To consider the future of your relationship, it might be helpful to take a few steps back and evaluate your own feelings. Do you still care deeply for your friend, or have your feelings waned after six months apart? Is your relationship still fulfilling, or would you be happier on your own? Depending on how you feel, it may provide clues to a future direction.
Despite how hard it is be far away from someone you care about, distance can be a blessing in disguise. Proximity can lead us to take people for granted, whereas being apart allows us to know someone in a truly different way. The extra effort you both make to keep in touch, whether through phone calls, email, texts, video chats, or snail-mail, can foster a special intimacy.
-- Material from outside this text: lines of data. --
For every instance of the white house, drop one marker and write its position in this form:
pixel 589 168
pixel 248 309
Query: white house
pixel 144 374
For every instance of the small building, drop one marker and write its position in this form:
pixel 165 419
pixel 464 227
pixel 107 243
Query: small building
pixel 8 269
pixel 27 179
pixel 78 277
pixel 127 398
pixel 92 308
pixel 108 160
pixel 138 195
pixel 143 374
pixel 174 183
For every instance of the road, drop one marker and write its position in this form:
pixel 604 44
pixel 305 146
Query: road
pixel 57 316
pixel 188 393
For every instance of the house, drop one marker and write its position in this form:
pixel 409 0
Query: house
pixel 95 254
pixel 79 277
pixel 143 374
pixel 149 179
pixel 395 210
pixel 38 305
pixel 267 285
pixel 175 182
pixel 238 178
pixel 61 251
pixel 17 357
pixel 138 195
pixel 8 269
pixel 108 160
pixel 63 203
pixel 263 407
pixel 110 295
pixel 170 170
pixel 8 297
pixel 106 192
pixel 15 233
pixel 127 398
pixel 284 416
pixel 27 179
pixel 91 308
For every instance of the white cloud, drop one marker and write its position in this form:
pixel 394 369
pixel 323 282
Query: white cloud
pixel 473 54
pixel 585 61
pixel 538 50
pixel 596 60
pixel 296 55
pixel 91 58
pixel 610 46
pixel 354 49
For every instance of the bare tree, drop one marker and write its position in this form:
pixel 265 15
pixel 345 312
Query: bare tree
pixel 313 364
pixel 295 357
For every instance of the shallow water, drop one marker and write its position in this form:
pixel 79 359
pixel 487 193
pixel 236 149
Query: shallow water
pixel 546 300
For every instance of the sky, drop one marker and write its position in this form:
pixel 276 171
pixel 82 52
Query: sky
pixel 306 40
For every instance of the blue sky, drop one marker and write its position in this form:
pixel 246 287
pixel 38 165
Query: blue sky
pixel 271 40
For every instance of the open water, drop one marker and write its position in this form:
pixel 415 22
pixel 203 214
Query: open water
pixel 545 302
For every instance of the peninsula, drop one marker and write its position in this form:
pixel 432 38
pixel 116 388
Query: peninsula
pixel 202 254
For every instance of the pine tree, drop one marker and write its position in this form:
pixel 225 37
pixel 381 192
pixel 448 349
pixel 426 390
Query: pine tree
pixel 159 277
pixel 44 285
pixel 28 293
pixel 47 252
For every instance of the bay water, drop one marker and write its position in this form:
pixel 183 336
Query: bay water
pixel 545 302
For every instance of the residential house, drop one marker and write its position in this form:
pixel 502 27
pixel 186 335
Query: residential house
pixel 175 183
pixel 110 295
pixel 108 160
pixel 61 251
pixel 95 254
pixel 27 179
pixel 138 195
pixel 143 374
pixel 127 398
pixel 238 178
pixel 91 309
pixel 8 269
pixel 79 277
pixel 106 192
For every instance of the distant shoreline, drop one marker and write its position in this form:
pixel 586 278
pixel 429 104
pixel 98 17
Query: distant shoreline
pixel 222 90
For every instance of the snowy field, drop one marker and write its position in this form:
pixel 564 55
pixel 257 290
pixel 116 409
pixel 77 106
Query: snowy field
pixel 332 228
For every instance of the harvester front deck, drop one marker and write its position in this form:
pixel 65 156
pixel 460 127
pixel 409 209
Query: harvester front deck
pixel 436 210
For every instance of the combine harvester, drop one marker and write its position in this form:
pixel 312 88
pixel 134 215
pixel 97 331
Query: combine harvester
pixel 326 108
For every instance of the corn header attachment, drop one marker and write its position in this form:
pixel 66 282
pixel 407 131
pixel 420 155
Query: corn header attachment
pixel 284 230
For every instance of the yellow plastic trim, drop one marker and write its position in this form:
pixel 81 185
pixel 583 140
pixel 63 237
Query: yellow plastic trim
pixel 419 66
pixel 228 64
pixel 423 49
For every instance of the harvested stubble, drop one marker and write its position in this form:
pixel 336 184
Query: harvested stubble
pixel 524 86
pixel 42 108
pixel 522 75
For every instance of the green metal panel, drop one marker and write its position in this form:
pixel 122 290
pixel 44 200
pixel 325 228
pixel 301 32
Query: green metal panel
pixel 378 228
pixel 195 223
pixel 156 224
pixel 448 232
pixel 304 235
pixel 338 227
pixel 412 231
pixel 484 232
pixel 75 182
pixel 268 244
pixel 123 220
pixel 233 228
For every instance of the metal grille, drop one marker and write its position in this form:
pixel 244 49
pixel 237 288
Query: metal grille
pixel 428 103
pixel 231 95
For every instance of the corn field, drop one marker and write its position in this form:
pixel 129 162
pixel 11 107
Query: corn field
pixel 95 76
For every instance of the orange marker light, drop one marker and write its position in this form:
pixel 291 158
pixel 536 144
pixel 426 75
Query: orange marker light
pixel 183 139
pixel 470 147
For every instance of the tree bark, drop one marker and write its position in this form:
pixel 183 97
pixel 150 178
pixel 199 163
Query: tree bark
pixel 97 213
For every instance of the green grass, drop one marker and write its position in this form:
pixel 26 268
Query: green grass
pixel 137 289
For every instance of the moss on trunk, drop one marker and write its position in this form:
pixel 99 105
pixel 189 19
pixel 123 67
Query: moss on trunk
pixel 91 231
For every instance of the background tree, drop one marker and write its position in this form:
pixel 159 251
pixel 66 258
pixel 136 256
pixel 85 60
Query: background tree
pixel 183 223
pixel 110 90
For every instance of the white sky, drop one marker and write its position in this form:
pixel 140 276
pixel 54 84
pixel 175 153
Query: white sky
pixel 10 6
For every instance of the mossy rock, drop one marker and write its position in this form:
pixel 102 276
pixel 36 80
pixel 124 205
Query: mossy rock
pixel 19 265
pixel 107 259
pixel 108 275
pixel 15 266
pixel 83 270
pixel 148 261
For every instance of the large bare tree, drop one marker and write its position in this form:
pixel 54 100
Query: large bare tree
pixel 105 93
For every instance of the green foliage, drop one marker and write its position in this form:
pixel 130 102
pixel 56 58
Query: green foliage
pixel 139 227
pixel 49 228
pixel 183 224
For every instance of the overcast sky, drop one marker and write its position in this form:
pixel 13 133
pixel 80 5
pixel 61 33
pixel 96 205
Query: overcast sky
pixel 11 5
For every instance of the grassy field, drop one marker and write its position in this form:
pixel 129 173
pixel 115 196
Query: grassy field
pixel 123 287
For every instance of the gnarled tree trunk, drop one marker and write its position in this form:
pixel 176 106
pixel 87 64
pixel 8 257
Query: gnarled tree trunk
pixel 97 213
In the end, you may learn more about each other's personalities, values, ideas, and dreams than folks who spend time together every day. Face-to-face relationships can grow stale and filled with superficial conversations and few, if any, meaningful heart-to-hearts.
Have you considered talking with your partner about how you're feeling? Maybe s/he is wondering about the same things. If both of you want to be together, then you might begin to strategize about ways to make this happen. Will you need to wait until you graduate? Is it feasible for one of you to transfer schools? Or change jobs? Also leaving the possibility open that you may continue in this long-distance arrangement for a while — that would be okay, too.
Before running away from your long-distance relationship, consider taking some time to think about your feelings and ways to make the most out of being apart. There are many "right" ways to be involved in a loving relationship, and only time will tell if yours will last.